Even if you’re just starting out, you’ve probably heard in various forums, articles, and videos about the profit target (PT, sometimes called take profit -TP), and about the stop the loss (SL).
Target Profit Definition:
Profit target is the price set on the chart where we plan to exit from the trade. If we set the PT to 100 and the market gets to the price, the trade automatically ends with a predefined profit.
Stop Loss definition:
Stop loss represents the maximum loss we want to accept with a certain trade. If we set a 50-point SL and the market will go against us and moves even further against us for another 100 points, we will receive a predefined loss of only 50 points because we have set our SL. SL may be influenced by the slippage we have already written about, but this is usually not critical and in most cases it is just few points.
This is best illustrated by the following figure:
Situation: We sell at 1.18372, and if the price reaches our SL, we will automatically exit the trade with a predefined loss.

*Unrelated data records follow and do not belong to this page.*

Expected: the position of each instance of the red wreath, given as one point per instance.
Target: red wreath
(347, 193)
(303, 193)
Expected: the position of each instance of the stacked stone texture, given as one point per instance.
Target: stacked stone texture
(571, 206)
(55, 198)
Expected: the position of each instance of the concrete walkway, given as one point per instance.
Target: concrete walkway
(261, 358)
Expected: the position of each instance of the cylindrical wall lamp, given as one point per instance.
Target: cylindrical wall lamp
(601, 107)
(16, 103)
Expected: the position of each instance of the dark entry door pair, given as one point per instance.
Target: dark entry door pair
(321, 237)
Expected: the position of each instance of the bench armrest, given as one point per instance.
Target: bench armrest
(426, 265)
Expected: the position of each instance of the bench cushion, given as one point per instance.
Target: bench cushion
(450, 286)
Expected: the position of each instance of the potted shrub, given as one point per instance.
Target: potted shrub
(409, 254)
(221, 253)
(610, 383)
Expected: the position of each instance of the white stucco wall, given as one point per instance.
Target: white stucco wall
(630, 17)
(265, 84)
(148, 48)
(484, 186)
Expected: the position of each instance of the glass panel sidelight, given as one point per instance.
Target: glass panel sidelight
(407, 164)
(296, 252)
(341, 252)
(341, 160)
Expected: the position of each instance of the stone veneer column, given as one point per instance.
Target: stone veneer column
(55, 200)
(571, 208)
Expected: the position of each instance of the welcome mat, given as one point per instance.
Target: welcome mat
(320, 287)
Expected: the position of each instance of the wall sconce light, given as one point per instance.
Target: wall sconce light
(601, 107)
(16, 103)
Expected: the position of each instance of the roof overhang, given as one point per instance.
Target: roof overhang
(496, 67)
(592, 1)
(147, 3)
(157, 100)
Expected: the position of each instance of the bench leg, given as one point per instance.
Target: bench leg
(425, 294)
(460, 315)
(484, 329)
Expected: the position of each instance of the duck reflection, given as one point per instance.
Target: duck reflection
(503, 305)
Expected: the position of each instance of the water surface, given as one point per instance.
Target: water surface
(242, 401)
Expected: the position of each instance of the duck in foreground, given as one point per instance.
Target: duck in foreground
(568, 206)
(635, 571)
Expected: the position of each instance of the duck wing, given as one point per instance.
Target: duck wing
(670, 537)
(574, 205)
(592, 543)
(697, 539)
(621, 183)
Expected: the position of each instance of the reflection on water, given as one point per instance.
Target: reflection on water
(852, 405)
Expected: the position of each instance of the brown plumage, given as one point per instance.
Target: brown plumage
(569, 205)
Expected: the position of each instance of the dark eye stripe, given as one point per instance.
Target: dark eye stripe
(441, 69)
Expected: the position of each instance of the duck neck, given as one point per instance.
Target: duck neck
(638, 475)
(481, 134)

If the price reaches the level of our PT, we take the profit.
Use of stop loss in practice
In practice, it is the best to put the stop loss in “logical locations,” but what does it mean?
Notice how I’ve placed a stop loss above the high swing level. Downtrends are having constantly lower and lower high, so we suppose that the price should still decline, so shifting the stop loss over to the last high is an often-used step.
Some traders also put their stop loss on the S / R level with enough room for the necessary “breathing of the market”. To make it clear. When setting the SL, we must take into account natural market movements and its dynamics. The market needs to breathe in its movement, so if we put too small SL, we risk that the price will touch our small SL in the natural “breath” and then continue in our direction, but without us on the board.
The size of the stop loss is different for each individual market. Some markets can work with smaller stop loss and some need bigger ones. In the last article about volatility, you’ll find a table showing average daily volatility over the last few weeks on forex markets. If the market has an average daily range (from high to low) of over 200 pips (for example, British Sterling), we must expect a higher stop loss here. Usually, however, the larger stop loss means bigger potential gain.
In general, one rule applies to the stop loss. Stop loss is what protects you from massive loss and erasing of your account. So never trade without stop loss, always have it in place! We can only skip the stop loss it if we trade the long-term trends over months and years and we do not use leverage, but that involves minimum traders.
Use of the profit target in practice
We are getting to the more pleasant part. Like stop loss, the profit target varies by market, strategy, and also by a trader.
It does not apply that PT should be larger than SL. We have to count with the percentage of profitable trades and if I have a profitable 75% of the trades, I can have SL bigger than PT and I do not mind.
We should also try to place a profit target in the logical zone, for example, if the market is in uptrend and in correction, we should place PT at the last high level. Or, we can place PT at a higher level and speculate for a longer period of decline. After the end of the CNB intervention, the dollar weakened by more than CZK 3 in a few weeks. The rules are basically similar to the SL, but with the difference that PT does not necessarily have to be set in the market, we can act differently – according to the state of the market, the indicator, for a certain time … There are many options.